The University of Delaware Cooperative Extension 4-H program recently hosted 19 youths from Russia as part of a leadership program focused on volunteerism and citizenship.
The program was funded by the United States Department of State through its Bureau of Educational and Cultural Affairs (ECA).
The participants spent three weeks in the United States and did everything from exploring Washington, D.C., going to the Urban Tree Connection in Philadelphia and visiting New York City.
They also had a weekend retreat at Cape Henlopen State Park where they interacted with Delaware 4-H members, went to the Food Bank of Delaware in Milford and made fleece blankets for the non-profit organization “Fleece for Keeps,” which donates the blankets to children in the state’s foster care system.
The students took part in workshops that included personality development, managing conflict and effective communication.
While participating in the program, the youths were asked to develop service-learning projects designed to solve problems facing their communities, important information that they can take with them as they return home.
Mallory Vogl, an extension agent for UD Cooperative Extension, said the students chose topics such as bully prevention, teen pregnancy and drug and alcohol addiction.

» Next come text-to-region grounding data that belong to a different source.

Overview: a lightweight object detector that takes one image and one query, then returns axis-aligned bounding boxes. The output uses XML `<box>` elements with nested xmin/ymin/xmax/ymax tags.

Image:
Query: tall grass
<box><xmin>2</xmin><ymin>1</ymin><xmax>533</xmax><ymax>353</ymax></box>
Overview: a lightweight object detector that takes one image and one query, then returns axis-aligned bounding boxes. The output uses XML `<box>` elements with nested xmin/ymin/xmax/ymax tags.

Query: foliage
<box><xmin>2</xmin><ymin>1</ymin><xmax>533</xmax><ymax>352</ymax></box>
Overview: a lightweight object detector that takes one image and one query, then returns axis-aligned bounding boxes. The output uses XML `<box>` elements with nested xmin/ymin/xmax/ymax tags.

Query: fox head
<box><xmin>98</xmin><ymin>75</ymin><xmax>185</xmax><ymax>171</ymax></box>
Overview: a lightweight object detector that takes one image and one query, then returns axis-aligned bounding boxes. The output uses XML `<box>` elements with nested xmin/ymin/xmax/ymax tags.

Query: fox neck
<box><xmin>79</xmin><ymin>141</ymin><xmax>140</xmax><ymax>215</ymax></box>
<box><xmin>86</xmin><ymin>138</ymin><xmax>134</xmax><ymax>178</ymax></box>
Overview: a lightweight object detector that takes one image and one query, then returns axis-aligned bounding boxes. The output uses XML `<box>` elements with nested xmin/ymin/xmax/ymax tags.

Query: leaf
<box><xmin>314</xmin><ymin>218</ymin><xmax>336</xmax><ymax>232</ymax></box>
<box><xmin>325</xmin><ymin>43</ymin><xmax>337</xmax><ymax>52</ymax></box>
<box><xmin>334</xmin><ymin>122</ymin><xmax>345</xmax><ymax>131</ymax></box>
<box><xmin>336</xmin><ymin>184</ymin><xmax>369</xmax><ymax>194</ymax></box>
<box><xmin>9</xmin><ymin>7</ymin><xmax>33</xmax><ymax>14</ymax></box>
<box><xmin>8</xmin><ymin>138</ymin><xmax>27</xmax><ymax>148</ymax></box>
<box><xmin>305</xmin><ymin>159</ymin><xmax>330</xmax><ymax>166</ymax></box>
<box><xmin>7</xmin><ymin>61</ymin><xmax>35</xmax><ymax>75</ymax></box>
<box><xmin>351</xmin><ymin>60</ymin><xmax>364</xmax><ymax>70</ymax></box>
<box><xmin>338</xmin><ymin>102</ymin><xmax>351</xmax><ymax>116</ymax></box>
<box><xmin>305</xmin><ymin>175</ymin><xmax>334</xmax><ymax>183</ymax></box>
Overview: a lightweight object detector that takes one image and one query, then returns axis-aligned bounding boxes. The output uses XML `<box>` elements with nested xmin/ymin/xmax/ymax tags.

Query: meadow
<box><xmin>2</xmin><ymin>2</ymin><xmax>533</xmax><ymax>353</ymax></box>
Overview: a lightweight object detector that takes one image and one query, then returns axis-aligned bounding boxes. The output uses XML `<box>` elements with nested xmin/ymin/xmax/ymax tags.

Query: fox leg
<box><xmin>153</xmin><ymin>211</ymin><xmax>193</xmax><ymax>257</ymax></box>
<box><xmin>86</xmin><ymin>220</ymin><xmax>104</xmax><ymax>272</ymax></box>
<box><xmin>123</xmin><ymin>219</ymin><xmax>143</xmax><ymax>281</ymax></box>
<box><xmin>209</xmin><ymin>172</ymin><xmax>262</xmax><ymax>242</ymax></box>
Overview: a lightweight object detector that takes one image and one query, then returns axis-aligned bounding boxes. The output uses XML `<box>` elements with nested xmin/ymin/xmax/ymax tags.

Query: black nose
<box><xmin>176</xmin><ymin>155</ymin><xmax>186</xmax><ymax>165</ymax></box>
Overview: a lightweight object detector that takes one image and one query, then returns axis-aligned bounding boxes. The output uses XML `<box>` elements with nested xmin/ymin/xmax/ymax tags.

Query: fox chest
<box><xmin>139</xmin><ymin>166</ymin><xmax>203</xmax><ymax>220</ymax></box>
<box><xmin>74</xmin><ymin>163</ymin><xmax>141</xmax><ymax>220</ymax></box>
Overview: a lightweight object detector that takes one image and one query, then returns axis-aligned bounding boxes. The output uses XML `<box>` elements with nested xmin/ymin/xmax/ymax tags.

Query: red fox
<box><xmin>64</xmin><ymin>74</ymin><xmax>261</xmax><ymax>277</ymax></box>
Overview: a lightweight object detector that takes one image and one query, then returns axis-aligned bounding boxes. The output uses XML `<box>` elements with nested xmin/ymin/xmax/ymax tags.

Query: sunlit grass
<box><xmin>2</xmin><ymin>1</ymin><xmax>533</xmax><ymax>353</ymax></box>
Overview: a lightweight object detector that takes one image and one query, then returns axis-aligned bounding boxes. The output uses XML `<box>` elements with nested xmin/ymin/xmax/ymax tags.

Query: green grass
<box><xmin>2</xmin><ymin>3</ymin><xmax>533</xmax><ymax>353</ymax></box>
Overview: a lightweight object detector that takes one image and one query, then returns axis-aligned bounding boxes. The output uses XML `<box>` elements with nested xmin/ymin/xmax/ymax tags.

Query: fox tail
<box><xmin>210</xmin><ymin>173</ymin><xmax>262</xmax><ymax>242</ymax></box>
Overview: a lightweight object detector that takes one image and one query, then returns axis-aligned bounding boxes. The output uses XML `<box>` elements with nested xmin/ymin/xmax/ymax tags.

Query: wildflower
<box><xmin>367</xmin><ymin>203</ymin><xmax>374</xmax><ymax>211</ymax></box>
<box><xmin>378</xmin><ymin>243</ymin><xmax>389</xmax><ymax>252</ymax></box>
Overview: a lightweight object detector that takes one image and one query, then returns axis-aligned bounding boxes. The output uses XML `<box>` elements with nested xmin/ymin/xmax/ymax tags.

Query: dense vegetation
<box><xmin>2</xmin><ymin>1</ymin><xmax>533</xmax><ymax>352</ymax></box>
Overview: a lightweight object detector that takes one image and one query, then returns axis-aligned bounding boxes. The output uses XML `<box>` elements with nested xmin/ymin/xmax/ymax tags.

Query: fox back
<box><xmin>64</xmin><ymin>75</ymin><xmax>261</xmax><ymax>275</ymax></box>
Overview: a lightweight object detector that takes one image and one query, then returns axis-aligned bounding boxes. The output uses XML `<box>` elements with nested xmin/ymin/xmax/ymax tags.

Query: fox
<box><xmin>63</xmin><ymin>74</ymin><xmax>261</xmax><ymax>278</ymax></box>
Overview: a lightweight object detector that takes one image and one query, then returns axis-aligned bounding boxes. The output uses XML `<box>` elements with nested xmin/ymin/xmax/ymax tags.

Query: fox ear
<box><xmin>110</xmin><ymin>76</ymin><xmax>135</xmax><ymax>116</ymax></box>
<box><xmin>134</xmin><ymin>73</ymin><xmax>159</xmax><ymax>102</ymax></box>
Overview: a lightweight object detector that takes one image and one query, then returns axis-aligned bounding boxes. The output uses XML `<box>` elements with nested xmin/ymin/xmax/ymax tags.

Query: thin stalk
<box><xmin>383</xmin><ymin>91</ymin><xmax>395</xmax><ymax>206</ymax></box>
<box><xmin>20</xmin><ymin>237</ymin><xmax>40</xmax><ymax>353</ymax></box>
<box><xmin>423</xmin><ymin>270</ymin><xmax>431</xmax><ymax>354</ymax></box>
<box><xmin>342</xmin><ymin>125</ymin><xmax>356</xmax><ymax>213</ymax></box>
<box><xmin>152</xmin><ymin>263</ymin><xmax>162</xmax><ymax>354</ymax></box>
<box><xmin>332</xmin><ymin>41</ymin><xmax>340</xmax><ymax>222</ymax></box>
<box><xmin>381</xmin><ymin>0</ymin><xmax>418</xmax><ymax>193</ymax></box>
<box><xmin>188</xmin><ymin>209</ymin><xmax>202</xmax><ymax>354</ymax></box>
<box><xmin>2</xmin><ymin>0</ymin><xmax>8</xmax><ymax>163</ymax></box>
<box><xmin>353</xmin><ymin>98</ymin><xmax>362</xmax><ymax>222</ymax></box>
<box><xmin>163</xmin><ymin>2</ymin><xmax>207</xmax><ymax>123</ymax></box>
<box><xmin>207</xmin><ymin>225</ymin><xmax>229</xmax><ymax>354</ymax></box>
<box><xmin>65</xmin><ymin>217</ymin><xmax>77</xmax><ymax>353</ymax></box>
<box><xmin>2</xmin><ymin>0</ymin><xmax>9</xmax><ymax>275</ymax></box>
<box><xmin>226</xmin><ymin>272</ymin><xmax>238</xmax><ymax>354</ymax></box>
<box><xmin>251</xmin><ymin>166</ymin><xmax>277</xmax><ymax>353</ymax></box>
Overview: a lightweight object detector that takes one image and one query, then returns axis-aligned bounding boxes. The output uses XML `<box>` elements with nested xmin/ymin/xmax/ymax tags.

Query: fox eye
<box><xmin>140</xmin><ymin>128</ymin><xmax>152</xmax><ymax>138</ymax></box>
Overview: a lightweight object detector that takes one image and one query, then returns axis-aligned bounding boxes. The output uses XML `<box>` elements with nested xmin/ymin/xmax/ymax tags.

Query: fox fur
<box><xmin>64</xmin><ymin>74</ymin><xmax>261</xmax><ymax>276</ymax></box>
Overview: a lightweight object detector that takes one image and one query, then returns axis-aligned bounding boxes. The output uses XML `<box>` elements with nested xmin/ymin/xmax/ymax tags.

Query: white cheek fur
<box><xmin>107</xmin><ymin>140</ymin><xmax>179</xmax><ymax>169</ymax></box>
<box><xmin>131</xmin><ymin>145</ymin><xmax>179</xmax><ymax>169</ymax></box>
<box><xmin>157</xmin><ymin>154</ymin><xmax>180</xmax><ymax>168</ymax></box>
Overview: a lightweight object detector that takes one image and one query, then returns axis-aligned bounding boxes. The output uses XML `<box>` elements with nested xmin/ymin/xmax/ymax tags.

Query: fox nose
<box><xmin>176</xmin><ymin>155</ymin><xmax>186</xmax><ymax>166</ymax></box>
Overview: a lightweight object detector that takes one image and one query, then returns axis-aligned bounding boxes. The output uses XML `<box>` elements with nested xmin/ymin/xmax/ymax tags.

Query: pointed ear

The 19 participants came from five cities across Russia, including Moscow and Vladivostok, and Vogl said that they went through a rigorous application process to take part in the program.
“This group of kids were so empowering not just to the teenagers from Delaware that they got to work with but even for the staff. We were just blown away and impressed by not only their knowledge of government within their country but also their knowledge of our country as well and their ability in only three weeks to really have such an impact,” said Vogl.
When the program ended, it was hard for the young people and the staff members to say goodbye.
“It was so impactful to these kids, and we have kids that are interested in coming back to UD. We have kids that are interested in coming back to the U.S. in general and they all agreed that this was an absolute life-changing experience. For all of us staff, too – I’ve worked with a lot of groups but this group was just incredible,” said Vogl.